Eravamo partiti dall’accenno al progetto della Favilli e della Cavallo, Storie della buonanotte per bambine ribelli. Un progetto senza dubbio ambizioso, pieno di trappole non sempre evitate dalle autrici; un progetto che, quantomeno, ha costituito un caso editoriale e ha riportato l’attenzione, un po’ sopita, sulla letteratura e l’editoria per ragazzi.

Chi scrive crede che un esperimento non fallito totalmente non meriti stroncature: e quello di Storie della buonanotte per bambini ribelli è stato un esperimento che, nei suoi limiti, nelle condivisibili critiche ad esso mosse, ha quantomeno acceso qualcosa, tentato di esplorare un immaginario infantile attraverso storie prese dal mondo vero, visitato le librerie delle camerette di molte bambine, e questo va bene.

Non va bene, però, limitarsi a considerare – da autori, da lettori, da genitori – degna d’attenzione un’opera solo perché fa inevitabilmente più rumore e dichiara sin da subito il suo messaggio e il suo intento. Si rischierebbe, forse, di girare la testa laddove c’è un colore più netto, dimenticando che tanti preziosi insegnamenti per i nostri piccoli lettori – futuri grandi lettori, si spera – sono nascosti nelle pieghe e nelle sfumature di storie e mondi il cui messaggio è invece più sottile – almeno all’inizio –, meno palese, e richiede uno sforzo interpretativo maggiore.

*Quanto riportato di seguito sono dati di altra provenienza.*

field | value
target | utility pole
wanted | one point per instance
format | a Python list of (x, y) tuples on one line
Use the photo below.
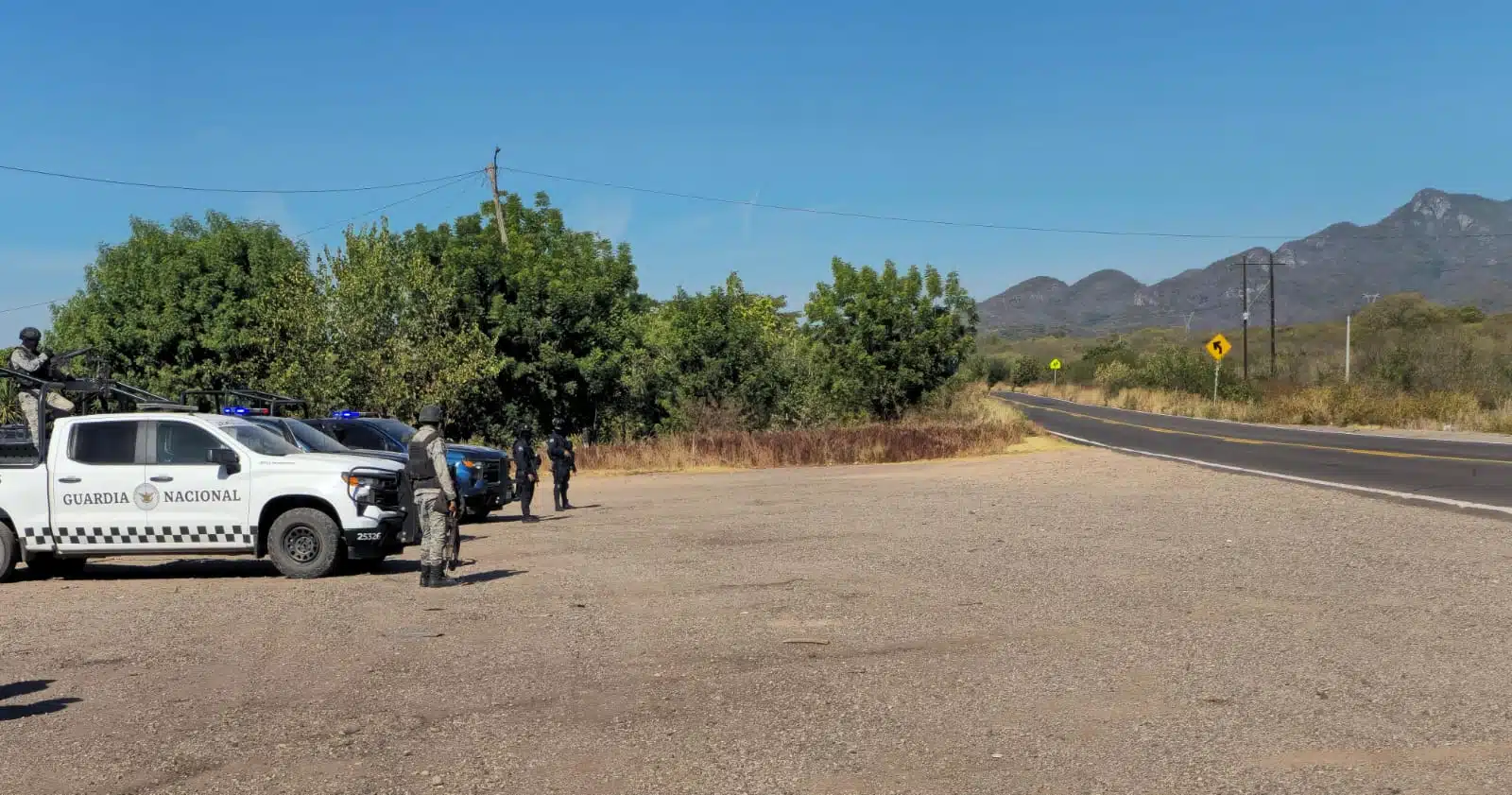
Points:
[(498, 209), (1272, 269), (1244, 270), (1348, 318)]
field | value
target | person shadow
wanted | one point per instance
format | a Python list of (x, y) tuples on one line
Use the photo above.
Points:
[(15, 689), (476, 578)]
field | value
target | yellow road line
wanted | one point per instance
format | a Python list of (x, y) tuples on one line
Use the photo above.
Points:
[(1357, 451)]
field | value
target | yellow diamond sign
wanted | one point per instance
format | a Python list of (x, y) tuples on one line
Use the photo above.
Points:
[(1219, 346)]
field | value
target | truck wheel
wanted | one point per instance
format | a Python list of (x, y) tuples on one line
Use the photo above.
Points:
[(302, 543), (9, 550), (47, 565)]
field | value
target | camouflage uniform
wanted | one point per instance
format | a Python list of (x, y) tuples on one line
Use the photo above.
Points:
[(433, 493), (32, 361)]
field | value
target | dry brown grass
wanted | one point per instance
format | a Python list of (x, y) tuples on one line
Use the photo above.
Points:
[(1337, 406), (970, 425)]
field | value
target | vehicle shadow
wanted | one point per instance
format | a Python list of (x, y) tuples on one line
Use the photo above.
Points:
[(168, 570), (12, 712)]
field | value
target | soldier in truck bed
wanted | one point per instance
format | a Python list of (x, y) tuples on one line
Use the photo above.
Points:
[(29, 360)]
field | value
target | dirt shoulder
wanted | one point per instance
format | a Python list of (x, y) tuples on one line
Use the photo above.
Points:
[(1068, 621)]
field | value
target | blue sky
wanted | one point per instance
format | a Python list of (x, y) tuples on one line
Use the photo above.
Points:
[(1263, 118)]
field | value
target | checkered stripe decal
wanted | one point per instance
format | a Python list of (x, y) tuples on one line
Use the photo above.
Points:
[(203, 534)]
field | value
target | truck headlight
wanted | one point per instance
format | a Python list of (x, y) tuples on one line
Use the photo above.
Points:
[(360, 489)]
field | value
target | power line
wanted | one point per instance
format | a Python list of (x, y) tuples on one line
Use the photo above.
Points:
[(198, 189), (458, 179), (965, 224), (390, 204)]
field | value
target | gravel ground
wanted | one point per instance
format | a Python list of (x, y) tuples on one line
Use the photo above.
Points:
[(1070, 621)]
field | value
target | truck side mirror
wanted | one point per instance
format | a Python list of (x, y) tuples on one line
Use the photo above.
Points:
[(223, 457)]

E si rischierebbe, ancor più pericolosamente, di guidare l’editoria per ragazzi verso una cosa che mai l’editoria per ragazzi dovrebbe fare: seguire le mode per conquistare più i genitori che bambini. Perché se la moda spesso starnazza, e sì, conquista, a volte in virtù di starnazzi e conquiste risparmia sulla qualità. Al centro i piccoli lettori, al centro le storie: che siano di bambine ribelli, o che siano di fate e principesse non importa. A decretarne l’intelligenza, la potenza, il valore educativo è sempre ciò che significano, e poche volte solo ciò che appaiono.

Per questo l’unica soluzione è che anche gli adulti leggano i libri per bambini, non solo insieme ai propri figli, per farli addormentare la sera, o non distrattamente per capire se possano essere adatti ai bambini. Che li leggano con calma, con leggerezza, con la curiosità di un apprendimento, per capire che ci sono possibilità infinite di declinazioni dello stesso concetto anche nella letteratura più semplice e cristallina, cioè quella per ragazzi. Che li leggano per essere vigili e pronti a non stroncare senza sapere, a non condannare per principio, ma nemmeno a lasciarsi attirare acriticamente dove c’è più rumore, dove c’è apprezzamento di massa.
Che li leggano per saperli scrivere.